L’histoire du Royaume de Patagonie et d’Araucanie, c’est l’histoire peu ordinaire d’un homme , huitième enfant d’une famille de fermiers, né le 12 mai 1825 à Tourtoirac en Dordogne.  

C’est sans doute la lecture du poème épique du conquistador Alonso de Ercilla (traduit par Voltaire) qui révèlera à Tounens son royal destin. Ce poème fut écrit à la gloire des Mapuches ( rebaptisés araucans par les espagnols ), peuple fier et insoumis de l’extrême sud de l’Amérique, qui a repoussé les Incas au XVème siècle, réussi à contenir les assauts des envahisseurs espagnols du XVIème au XIXème siècle, avant de s’incliner face à l’armée de la nouvelle République du Chili. Les Mapuches vivaient en clans épars, ne se réunissant sous l’autorité d’un chef, le toqui, qu’en période de conflit. Dans l’esprit de Tounens, il ne manque à ce peuple qu’un souverain ; il se fera donc fort d’être ce roi aux yeux de ses futurs sujets. Son père, décelant en lui une intelligence supérieure à celle de ses autres enfants, se saigne pour lui offrir des études supérieures qui permettent à Antoine de s’extraire de sa condition paysanne en faisant un début de carrière dans le notariat à Périgueux. Mais il donnerait sa vie pour ses rêves ! et à trente-cinq ans, l’âge où Napoléon et Alexandre réalisaient leur rêve, il se rend à Paris pour offrir l’alliance de son royaume français de Patagonie à son «  cousin » l’empereur Napoléon III.  Ses arguments ne sont pas dénués de bon sens : «  si l’on jette un regard sur la carte de l’Amérique et que l’on parcourt l’espace qui s’étend du nord au sud, du détroit de Behring à la Terre de Feu….que trouve-t-on dans cet immense trajet ? Deux souvenirs de la France presque entièrement effacés : la Louisiane et le Canada ! Cette contrée deux fois grande comme la France, fertile en son nord, arrosé de nombreux cours d’eau, riche en pâturages et en minéraux de toute sorte, favorisé d’un climat rude mais sain, et où l’on ne rencontre pas un seul serpent venimeux….je veux l’offrir à la France … ». On prit bonne note de sa proposition, on le tiendrait au courant… Pendant ce temps-là, il faut dire que Napoléon III intervenait au Mexique en faveur de Maximilien d’Autriche et que ce fut une tragédie…

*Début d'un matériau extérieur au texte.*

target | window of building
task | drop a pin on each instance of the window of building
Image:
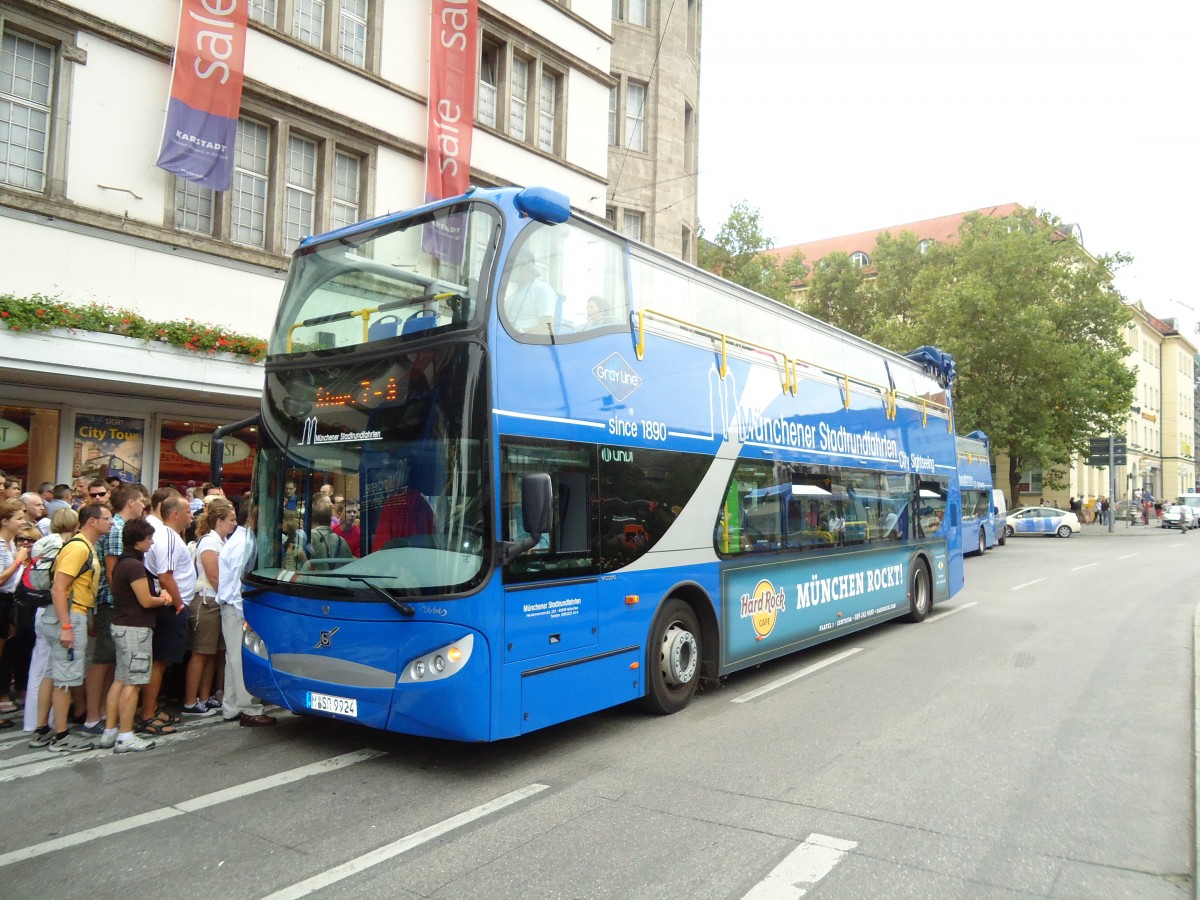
(27, 91)
(527, 102)
(263, 11)
(635, 115)
(631, 225)
(613, 121)
(519, 97)
(489, 82)
(300, 192)
(287, 185)
(547, 102)
(341, 28)
(689, 139)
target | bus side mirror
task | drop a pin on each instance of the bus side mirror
(537, 514)
(537, 499)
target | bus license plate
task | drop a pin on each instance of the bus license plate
(328, 703)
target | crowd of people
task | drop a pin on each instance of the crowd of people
(144, 592)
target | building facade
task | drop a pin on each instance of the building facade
(1162, 429)
(331, 130)
(1162, 426)
(653, 124)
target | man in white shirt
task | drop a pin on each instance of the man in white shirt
(171, 563)
(237, 557)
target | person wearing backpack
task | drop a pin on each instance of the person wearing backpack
(65, 625)
(64, 526)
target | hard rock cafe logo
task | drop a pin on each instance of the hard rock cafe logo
(762, 607)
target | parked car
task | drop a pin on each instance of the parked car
(1179, 516)
(1042, 520)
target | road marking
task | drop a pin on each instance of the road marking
(951, 612)
(802, 869)
(1036, 581)
(179, 809)
(403, 845)
(789, 679)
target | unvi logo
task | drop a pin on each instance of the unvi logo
(618, 377)
(762, 607)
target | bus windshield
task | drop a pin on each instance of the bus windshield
(390, 448)
(371, 283)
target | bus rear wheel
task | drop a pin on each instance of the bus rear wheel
(921, 595)
(672, 659)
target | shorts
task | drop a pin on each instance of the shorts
(204, 627)
(101, 651)
(169, 635)
(66, 667)
(135, 649)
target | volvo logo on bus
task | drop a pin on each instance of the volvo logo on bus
(617, 376)
(309, 436)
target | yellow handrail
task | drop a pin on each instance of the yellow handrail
(792, 369)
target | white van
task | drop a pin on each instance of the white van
(1000, 515)
(1193, 501)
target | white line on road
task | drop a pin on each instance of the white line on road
(179, 809)
(403, 845)
(1027, 583)
(802, 869)
(789, 679)
(937, 616)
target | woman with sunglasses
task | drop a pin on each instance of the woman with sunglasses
(12, 561)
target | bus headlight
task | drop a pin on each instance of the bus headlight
(252, 642)
(438, 664)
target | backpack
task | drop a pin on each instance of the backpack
(37, 579)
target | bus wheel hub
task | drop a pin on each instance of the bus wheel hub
(679, 655)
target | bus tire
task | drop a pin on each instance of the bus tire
(921, 594)
(673, 655)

En 1857 Tounens vend sa charge d’avoué. L’année suivante, il s’embarque pour le Chili avec un pécule et débarque à Coquimbo le 28 aoùt 1858. Habillé comme un monarque et équipé de sa malle royale remplie de drapeaux, de pièces de monnaie qu’il fit frapper à son effigie, de décorations et autres attributs royaux, il se rapproche lentement de la Patagonie. Tout mythomane qu’il est, Antoine de Tounens n’en est pas pour autant fou. Là, il entreprend la rédaction de la Constitution de son futur royaume. Une fois prêt, il se décide à s’enfoncer dans le territoire mapuche, et l’incroyable se produit : en quatre jours, il est fait roi, le 16 novembre 1860 par les Mapuches, puis par les autres tribus ; en effet ces indiens cherchaient un chef pour lutter contre les chiliens. L’état de grâce dura environ un an. Il fut trahi pour vingt-cinq pesos par un métis, Rosalès. Le 5 janvier 1862, le roi est arrêté. Il reste six mois en prison pour être finalement expulsé vers la France. 

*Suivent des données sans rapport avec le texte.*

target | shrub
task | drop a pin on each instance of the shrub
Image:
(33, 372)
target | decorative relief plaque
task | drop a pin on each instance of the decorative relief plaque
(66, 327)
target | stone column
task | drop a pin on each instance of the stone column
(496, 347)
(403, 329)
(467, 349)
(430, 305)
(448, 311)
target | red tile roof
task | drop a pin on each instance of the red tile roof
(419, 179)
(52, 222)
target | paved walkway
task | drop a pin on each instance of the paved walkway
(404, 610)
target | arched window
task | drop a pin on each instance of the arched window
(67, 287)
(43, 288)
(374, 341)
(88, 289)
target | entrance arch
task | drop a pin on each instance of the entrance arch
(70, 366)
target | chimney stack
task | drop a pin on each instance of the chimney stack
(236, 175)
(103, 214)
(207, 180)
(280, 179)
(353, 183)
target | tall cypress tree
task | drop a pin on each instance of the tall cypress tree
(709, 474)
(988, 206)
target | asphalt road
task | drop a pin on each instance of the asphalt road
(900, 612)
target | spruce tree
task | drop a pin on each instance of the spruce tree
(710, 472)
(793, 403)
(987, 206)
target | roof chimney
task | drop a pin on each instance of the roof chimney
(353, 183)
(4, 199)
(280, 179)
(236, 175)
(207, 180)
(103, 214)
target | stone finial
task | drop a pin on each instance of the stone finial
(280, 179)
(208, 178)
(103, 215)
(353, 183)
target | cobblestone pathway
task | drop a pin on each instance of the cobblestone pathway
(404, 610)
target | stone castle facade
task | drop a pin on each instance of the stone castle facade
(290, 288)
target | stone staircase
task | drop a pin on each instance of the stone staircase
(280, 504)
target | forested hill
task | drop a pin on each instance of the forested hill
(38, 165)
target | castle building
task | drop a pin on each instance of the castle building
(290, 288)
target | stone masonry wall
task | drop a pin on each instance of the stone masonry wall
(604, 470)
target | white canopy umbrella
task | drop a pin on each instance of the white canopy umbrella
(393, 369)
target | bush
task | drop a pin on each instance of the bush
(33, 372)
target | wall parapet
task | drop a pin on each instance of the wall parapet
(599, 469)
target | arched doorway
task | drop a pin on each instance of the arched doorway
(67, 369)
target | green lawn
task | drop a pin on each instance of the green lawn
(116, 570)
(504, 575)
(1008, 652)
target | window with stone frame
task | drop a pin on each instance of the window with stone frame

Malgré bien des déboires, s’en suivront d’autres voyages, tous plus insensés les uns que les autres ; Tounens dit Orélie-Antoine Ier trouvera l’énergie à trois reprises de regagner son royaume en 1860, 1871 et 1874. Lors de sa dernière tentative, il débarque à Buenos Aires sous une fausse identité. Il est malgré tout reconnu par un colonel argentin qui l’avait rencontré en 1871. Après une courte période d’emprisonnement, il est renvoyé en France. En 1876, sa toute dernière tentative de retour faillit lui coûter la vie. Ruiné et malade, il est laissé pour mort sur un trottoir ; il sera recueilli, opéré et rapatrié en France pour la dernière fois.  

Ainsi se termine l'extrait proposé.